Our brief was to take their existing commercial data, generated by their Sales, Finance, Purchasing, Dispatch, Production and Design teams, and transform it into a format that is easy for their business analysts to interrogate to allow the company to build insight and improve performance.
An automated pipeline was required to extract any updates made to Terrific Totes’s relational database, Totesys, transform the data, and load it into a data warehouse, ready for querying. This was required to be processed within a maximum of 30 minutes of the new data’s appearance, whilst maintaining a complete history of changes.
The Team
Ruby Hirsch
Tom Bracey
Daniele Conti
Minal Patil
Donald Futers
Alistair Shepherd
Technologies
We used a wide range of tech to build our data pipeline. Interactions between our Python script and Terrific Totes’ existing SQL database are handled using the Postgres driver module pg8000. This allows us to connect to the database and continually identify any new data. A serverless Lambda Function in Amazon Web Services, or AWS, ingests the new data and converts it into the flexible JSON format before uploading to an S3 bucket in the cloud. Once all the data is ingested by the first S3 bucket, a second AWS Lambda function is automatically invoked. This function uses pandas to transform the data from the original, write-optimized data scheme, reorganising and in some cases combining tables and automatically locating the most up-to-date version of each row, according to the star schema of the destination warehouse. The processed data is stored in the highly efficient, columnar parquet format, further reducing the amount of storage space needed, and saved to a second S3 bucket. At this point, a third Lambda function loads the rows prepared in the parquet files into our AWS RDS-based data warehouse. The workflow of this pipeline is orchestrated by an AWS Step Functions state machine, triggered automatically at regular intervals by a job scheduler. If errors occurred at any stage of the process, these would be picked up on AWS CloudWatch logs, attached to each of the Lambda functions, and serious errors would trigger email alerts. Finally, once we had finished building the pipeline, we used Apache Superset to visualise all the important business insights we picked up from the data.

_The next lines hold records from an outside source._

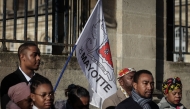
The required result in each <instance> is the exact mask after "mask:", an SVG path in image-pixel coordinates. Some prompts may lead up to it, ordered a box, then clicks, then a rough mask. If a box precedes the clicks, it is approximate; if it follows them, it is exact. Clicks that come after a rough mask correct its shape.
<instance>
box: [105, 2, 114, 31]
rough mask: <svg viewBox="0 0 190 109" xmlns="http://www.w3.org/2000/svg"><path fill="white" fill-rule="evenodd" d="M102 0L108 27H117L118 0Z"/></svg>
mask: <svg viewBox="0 0 190 109" xmlns="http://www.w3.org/2000/svg"><path fill="white" fill-rule="evenodd" d="M107 2H108V1H107V0H102V6H103V12H104V18H105V21H106V27H107V28H116V27H117V22H116V0H109V3H107Z"/></svg>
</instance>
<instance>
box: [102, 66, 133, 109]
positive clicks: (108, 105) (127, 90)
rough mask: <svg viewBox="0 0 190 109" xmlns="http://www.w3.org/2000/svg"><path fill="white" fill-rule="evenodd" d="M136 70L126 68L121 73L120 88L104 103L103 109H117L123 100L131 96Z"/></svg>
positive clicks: (118, 73) (121, 70)
mask: <svg viewBox="0 0 190 109" xmlns="http://www.w3.org/2000/svg"><path fill="white" fill-rule="evenodd" d="M135 72H136V71H135V69H134V68H124V69H122V70H120V71H119V73H118V76H117V80H118V82H119V85H120V88H119V89H118V90H117V92H116V93H115V94H113V95H111V96H110V97H108V98H106V99H105V100H104V102H103V105H102V109H111V108H113V109H115V107H116V106H117V105H118V104H119V103H120V102H121V101H123V100H125V99H126V98H128V97H129V96H130V95H131V90H132V82H133V76H134V74H135Z"/></svg>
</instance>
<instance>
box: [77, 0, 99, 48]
mask: <svg viewBox="0 0 190 109" xmlns="http://www.w3.org/2000/svg"><path fill="white" fill-rule="evenodd" d="M99 2H100V0H98V2H97V3H96V5H95V7H94V9H93V11H92V13H91V15H90V17H89V18H88V20H87V22H86V24H88V22H89V20H90V19H91V17H92V14H93V13H94V11H95V9H96V7H97V6H98V3H99ZM86 24H85V26H84V29H83V30H82V32H81V34H80V36H79V38H78V39H77V42H76V43H75V45H77V44H78V41H79V40H80V38H81V36H82V34H83V31H84V30H85V28H86Z"/></svg>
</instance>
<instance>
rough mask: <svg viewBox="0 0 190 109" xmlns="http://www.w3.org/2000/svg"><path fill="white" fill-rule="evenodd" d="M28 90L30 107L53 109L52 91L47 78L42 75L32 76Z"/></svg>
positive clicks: (35, 107)
mask: <svg viewBox="0 0 190 109" xmlns="http://www.w3.org/2000/svg"><path fill="white" fill-rule="evenodd" d="M30 90H31V95H30V96H31V99H32V103H33V106H32V109H50V108H51V109H54V107H53V106H54V105H53V102H54V91H53V86H52V84H51V81H50V80H49V79H47V78H46V77H43V76H36V77H33V78H32V80H31V85H30Z"/></svg>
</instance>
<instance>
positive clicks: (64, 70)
mask: <svg viewBox="0 0 190 109" xmlns="http://www.w3.org/2000/svg"><path fill="white" fill-rule="evenodd" d="M99 2H100V0H98V2H97V3H96V5H95V7H94V9H93V11H92V13H91V15H90V17H89V18H88V20H87V22H86V24H88V22H89V20H90V19H91V17H92V14H93V13H94V10H95V9H96V7H97V5H98V3H99ZM86 24H85V26H84V28H83V30H82V32H81V34H80V36H79V38H78V39H77V41H76V43H75V45H74V47H73V49H72V51H71V53H70V56H69V57H68V59H67V61H66V63H65V66H64V68H63V69H62V71H61V73H60V75H59V78H58V80H57V82H56V85H55V87H54V92H55V91H56V89H57V86H58V85H59V82H60V80H61V78H62V75H63V73H64V71H65V69H66V67H67V65H68V63H69V61H70V59H71V56H72V55H73V52H74V51H75V49H76V47H77V44H78V41H79V40H80V37H81V36H82V34H83V31H84V30H85V28H86Z"/></svg>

We used AWS because it provides a comprehensive and integrated suite of cloud-computing services, which allowed us to efficiently bring together the different parts of the project while reducing setup time and effort.
Challenges Faced
There were challenges, from the restrictive layer size limits in AWS Lambda, to the need to provide sensitive login details to remotely executed scripts, calling for a combination of GitHub Actions secrets and AWS Secrets to allow our ETL functions and test suites to make the connections they needed to, without compromising on security.

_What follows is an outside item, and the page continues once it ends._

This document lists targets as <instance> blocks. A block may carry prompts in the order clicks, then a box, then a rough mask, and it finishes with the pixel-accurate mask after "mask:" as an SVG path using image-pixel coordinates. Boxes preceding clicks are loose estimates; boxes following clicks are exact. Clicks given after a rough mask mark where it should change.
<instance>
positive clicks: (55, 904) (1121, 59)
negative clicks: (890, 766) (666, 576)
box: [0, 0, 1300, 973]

A particularly consequential challenge arose in directing the second and third stages of our ETL process. The extraction stage recognises new rows in the Totesys database by comparing their ‘last updated’ time to the time of its own last check. If the load and transform stages had employed similar logic, it would only have repeated work, costing Terrific Totes money and placing unnecessary strain on server resources.

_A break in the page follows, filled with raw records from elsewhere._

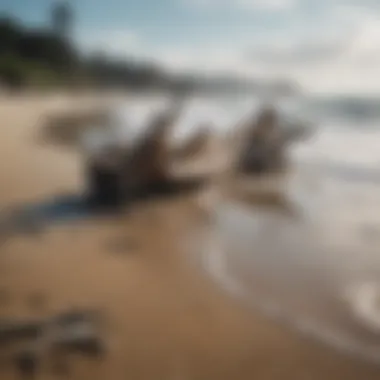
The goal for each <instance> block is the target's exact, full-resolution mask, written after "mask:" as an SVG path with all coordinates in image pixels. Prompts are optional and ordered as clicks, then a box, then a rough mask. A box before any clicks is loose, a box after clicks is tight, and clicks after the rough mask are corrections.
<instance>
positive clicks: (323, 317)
mask: <svg viewBox="0 0 380 380" xmlns="http://www.w3.org/2000/svg"><path fill="white" fill-rule="evenodd" d="M330 174H331V173H330ZM287 193H288V196H289V199H290V202H291V204H292V205H293V207H294V213H292V215H284V214H283V213H282V214H279V213H278V212H276V211H273V210H265V209H263V208H259V207H254V206H252V205H251V204H250V205H248V204H245V203H244V202H242V201H240V200H237V199H234V198H233V197H230V198H229V199H225V200H223V201H222V202H219V203H218V206H217V207H216V208H215V209H214V214H215V215H214V216H215V225H214V228H213V229H211V230H210V231H209V232H208V235H206V236H207V237H206V241H207V240H209V241H210V242H208V243H207V244H208V245H206V247H207V248H204V253H203V263H204V267H205V268H206V270H207V271H208V272H209V273H211V274H212V275H213V276H214V277H215V279H216V280H217V281H218V282H219V283H220V284H222V285H223V286H224V287H226V288H227V289H228V290H229V291H232V292H233V293H234V294H235V295H237V296H239V297H241V298H242V299H243V300H244V301H245V302H247V303H250V304H253V305H254V306H255V307H257V308H259V309H261V311H262V312H264V313H266V314H268V315H269V316H271V317H273V318H276V319H280V320H282V321H283V322H284V323H287V324H289V325H290V326H291V327H292V328H294V329H296V330H297V331H301V332H303V333H306V334H307V335H310V336H313V337H314V338H317V339H319V340H322V341H323V342H325V343H327V344H329V345H333V346H335V347H336V348H339V349H342V350H344V351H345V352H351V353H354V354H355V355H360V356H361V357H363V358H365V359H370V360H373V361H376V362H378V363H379V364H380V351H379V348H380V328H379V325H380V306H379V299H380V255H379V248H380V213H379V212H378V210H379V209H380V188H379V185H378V184H374V183H373V182H371V181H362V182H357V181H356V180H355V178H352V181H349V182H347V178H344V179H341V178H340V177H339V176H331V175H327V172H326V170H325V169H323V168H320V167H319V168H316V167H313V168H312V167H308V166H307V165H300V166H299V167H298V169H297V170H296V172H295V174H294V176H293V178H292V179H291V180H290V181H289V184H288V187H287ZM210 244H211V245H210Z"/></svg>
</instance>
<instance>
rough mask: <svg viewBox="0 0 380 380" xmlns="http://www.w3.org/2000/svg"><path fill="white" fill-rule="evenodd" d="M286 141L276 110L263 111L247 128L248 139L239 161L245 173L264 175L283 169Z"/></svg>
mask: <svg viewBox="0 0 380 380" xmlns="http://www.w3.org/2000/svg"><path fill="white" fill-rule="evenodd" d="M284 143H285V141H284V139H283V136H282V134H281V130H280V128H279V119H278V114H277V112H276V111H275V109H274V108H265V109H263V110H262V111H261V112H260V113H259V115H258V117H257V119H256V120H253V121H252V120H251V121H250V122H249V123H248V124H247V126H246V137H245V142H244V145H243V149H242V152H241V155H240V157H239V161H238V169H239V170H241V171H242V172H244V173H255V174H262V173H268V172H272V171H274V170H278V169H280V168H283V166H284V164H285V157H284V150H285V144H284Z"/></svg>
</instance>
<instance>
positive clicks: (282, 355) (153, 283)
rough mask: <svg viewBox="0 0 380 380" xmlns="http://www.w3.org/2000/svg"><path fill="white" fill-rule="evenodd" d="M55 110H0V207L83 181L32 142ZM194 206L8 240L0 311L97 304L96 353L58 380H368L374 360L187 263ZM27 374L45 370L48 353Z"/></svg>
mask: <svg viewBox="0 0 380 380" xmlns="http://www.w3.org/2000/svg"><path fill="white" fill-rule="evenodd" d="M74 102H75V100H74ZM55 106H56V105H55V104H54V105H53V104H52V101H49V100H47V99H34V100H33V99H25V100H18V101H16V100H13V101H12V102H7V101H3V102H2V104H1V105H0V120H1V121H2V124H3V128H2V136H1V140H0V141H1V149H0V152H1V153H0V154H1V155H2V160H0V165H1V171H0V173H1V174H0V189H1V190H0V201H1V203H2V205H3V206H4V207H9V206H12V205H18V204H20V203H24V202H26V203H29V202H33V201H37V202H38V201H41V200H43V199H46V198H48V199H50V198H51V197H54V196H56V195H60V194H64V193H70V192H76V191H78V189H80V188H81V186H82V185H83V183H82V179H81V170H82V167H81V165H80V160H78V155H76V154H75V153H73V152H70V151H66V150H65V149H60V148H56V147H53V146H48V145H46V146H41V145H38V144H36V142H35V140H34V137H33V136H35V133H36V131H37V129H38V127H39V125H40V122H41V118H43V115H44V114H45V113H46V111H47V110H48V109H50V108H51V107H55ZM198 196H199V194H198ZM202 205H203V204H202V203H199V202H197V197H196V196H195V195H193V196H188V195H186V196H181V197H174V198H171V199H166V200H161V201H158V200H156V201H154V200H151V201H149V202H147V203H145V204H140V205H136V207H133V208H131V209H129V210H128V212H126V213H125V214H124V215H119V216H114V217H107V218H103V219H99V220H92V221H91V220H89V221H82V222H76V223H70V224H62V225H60V226H55V225H51V226H49V228H46V229H45V230H43V231H41V232H39V233H37V232H36V233H33V234H28V235H25V234H21V235H18V236H13V237H12V238H11V239H9V240H7V241H5V242H4V243H3V245H2V246H1V248H0V249H1V253H0V273H1V275H0V289H1V290H2V294H5V295H6V297H3V301H2V303H1V304H0V315H1V316H2V317H21V316H31V317H32V316H44V315H49V314H52V313H53V314H54V313H56V312H59V311H62V310H65V309H67V308H71V307H90V308H95V309H100V310H101V311H102V312H103V313H104V314H105V319H106V328H105V330H106V331H105V335H104V336H105V340H106V343H107V345H108V353H107V354H106V355H105V356H104V358H102V359H98V360H96V361H91V360H88V359H79V358H76V357H73V358H72V359H70V361H69V373H68V377H67V378H70V379H125V378H131V379H205V380H206V379H207V380H210V379H253V378H257V379H292V380H294V379H321V378H327V379H359V378H363V379H378V378H379V375H380V369H379V368H378V367H375V366H373V365H371V364H366V363H364V362H363V361H361V360H359V359H358V360H356V359H353V358H350V357H347V356H345V355H342V354H340V353H338V352H336V351H335V350H333V349H331V348H328V347H327V346H325V345H323V344H320V343H315V342H313V341H312V340H309V339H307V338H305V337H302V336H301V335H299V334H297V333H295V332H294V331H292V330H291V329H289V328H288V327H287V326H283V325H282V324H280V323H277V322H274V321H272V320H270V319H269V318H267V317H266V316H265V315H263V314H262V313H260V312H258V311H255V309H254V308H251V307H250V305H249V303H245V302H244V301H242V300H241V299H235V298H234V297H233V296H231V294H229V293H228V292H226V291H225V290H224V289H223V287H222V286H219V284H218V282H217V281H215V279H214V278H212V276H210V275H209V274H207V273H206V272H205V271H204V270H202V268H199V266H197V265H195V264H194V261H193V260H192V257H191V256H190V255H194V256H196V255H198V254H199V252H197V250H196V249H194V246H195V247H196V244H195V245H194V244H190V243H194V241H191V237H192V236H193V235H192V231H193V230H194V229H196V228H197V227H199V226H200V225H201V224H203V223H206V222H207V220H208V218H209V217H210V215H209V214H208V211H207V210H205V209H204V208H203V206H202ZM228 218H229V217H228ZM228 218H227V219H228ZM241 220H242V221H244V218H241ZM243 223H248V221H247V222H243ZM189 239H190V241H189ZM232 240H233V238H232ZM252 249H254V247H252ZM36 295H43V298H44V300H45V302H43V303H42V304H40V305H39V307H35V303H34V302H32V300H33V299H36ZM33 305H34V306H33ZM1 354H2V355H5V357H7V355H9V353H8V352H6V350H5V349H3V350H2V351H1ZM45 356H46V357H48V356H47V355H45ZM45 356H44V357H45ZM1 371H2V373H1V378H2V379H13V378H18V376H17V374H16V373H15V371H14V369H13V368H12V366H9V365H8V361H7V360H6V361H4V364H3V365H2V368H1ZM39 375H40V378H41V379H50V378H56V376H57V374H56V373H55V372H54V370H53V368H52V366H51V363H50V362H49V360H45V361H44V363H43V368H42V369H41V372H40V374H39Z"/></svg>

We opted for a low-overhead output format: a tiny packet detailing which tables have and haven’t received updates, along with the date and time at which the current extraction began. That timestamp is carried through the whole execution of the pipeline; it’s how we identify all of the files stored in the buckets for the current batch, with the result that the processing and loading functions have no more preliminary work to do. They’re told exactly what to look for and where to look, and can just get on with it. And in the worst-case scenario, the packet’s human-readable format also makes it easy for maintenance teams to bring the system back up to date if they’re alerted to errors occurring in mid-process, whether they want to do so by hand or automatically using the execution logs.